Son passage à l’USS sera donc bref. Le 31 mars 1950, elle quitte son bureau. Le 1er avril, elle se marie et rejoint son époux à l’école de Lavigny, dans la campagne vaudoise. «On vivait un peu coupé de tout – à l’époque, il n’y avait pas de service de bus – et l’appartement de l’école au rez-de-chaussée n’était pas excavé. L’humidité était infernale. La moisissure grignotait les murs. Je suis souvent tombée malade, et mes trois enfants aussi.»
En 1963, la famille déménage à Morges. C’est là, dans ce même appartement, soixante ans plus tard, qu’elle se raconte en toute humilité et délicatesse. Sur sa table, un appareil agrandisseur lui permet de s’adonner à la lecture, son dada. «J’ai retrouvé Les contes de la rue Broca et je regarde si cela peut plaire à mes arrière-petits-enfants. En ce moment, je lis aussi un livre en allemand, et le dernier ouvrage d’un guide spirituel indien que je suis allée voir en conférence dans de nombreux pays.»
Première classe d’accueil
Dans les années 1970, Yvonne Paccaud est engagée pour s’occuper de la première classe d’accueil de Morges. «J’ai adoré m’occuper de ces enfants, italiens, espagnols, portugais, turcs. Il fallait être créative, trouver des manières de leur enseigner le français.» Parallèlement, elle œuvre, avec son époux, dans la compagnie des Trois P’tits Tours d’Emile Gardaz. Dans un article sur la troupe, publié dans un magazine romand, on la voit en photo entourée de ses enfants à la table de la cuisine. La légende, métaphore d’une époque pas tout à fait révolue, dit ceci: «Le problème de la mère de famille, c’est de ne pas abandonner ses enfants le soir et, pourtant, de les coucher assez tôt pour pouvoir aller répéter consciencieusement son rôle: celui d’une mère.»

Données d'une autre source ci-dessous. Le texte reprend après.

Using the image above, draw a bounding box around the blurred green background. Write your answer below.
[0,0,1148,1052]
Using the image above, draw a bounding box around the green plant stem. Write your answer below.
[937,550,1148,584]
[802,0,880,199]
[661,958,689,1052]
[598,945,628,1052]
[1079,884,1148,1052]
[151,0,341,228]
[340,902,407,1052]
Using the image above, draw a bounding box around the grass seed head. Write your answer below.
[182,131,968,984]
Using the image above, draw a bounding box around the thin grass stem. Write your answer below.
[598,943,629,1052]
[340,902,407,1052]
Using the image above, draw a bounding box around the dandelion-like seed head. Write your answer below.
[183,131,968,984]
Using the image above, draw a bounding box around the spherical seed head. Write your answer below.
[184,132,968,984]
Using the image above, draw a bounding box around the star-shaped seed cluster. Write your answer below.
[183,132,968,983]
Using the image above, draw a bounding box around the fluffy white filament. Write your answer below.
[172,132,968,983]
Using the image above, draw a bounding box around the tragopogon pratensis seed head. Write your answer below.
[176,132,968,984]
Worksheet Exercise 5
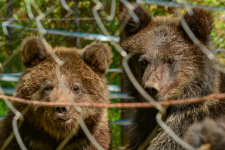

En cette fin de matinée, son fils vient justement lui rendre visite. C’est avec lui, Yves Paccaud, député socialiste, qu’elle a participé à sa première manifestation en septembre à Berne dans le cadre des 75 ans de l’AVS et pour une 13e rente AVS. Puis, en octobre, elle a été invitée à l’USS où elle a reconnu son ancien bureau, occupé actuellement par… le président de la faîtière Pierre-Yves Maillard. Yvonne Paccaud en sourit. En guise de conclusion, elle ajoute: «Je me demande toujours pourquoi je vis aussi longtemps. Ce qui est difficile, ce sont les morts des proches. Pour ma part, je n’ai absolument pas peur. Je ne sais pas ce qui m’attend, la lumière peut-être, des retrouvailles... Je rêve beaucoup de mon mari. L’important, c’est la paix dans le cœur. La lumière à l’intérieur, ça change tout».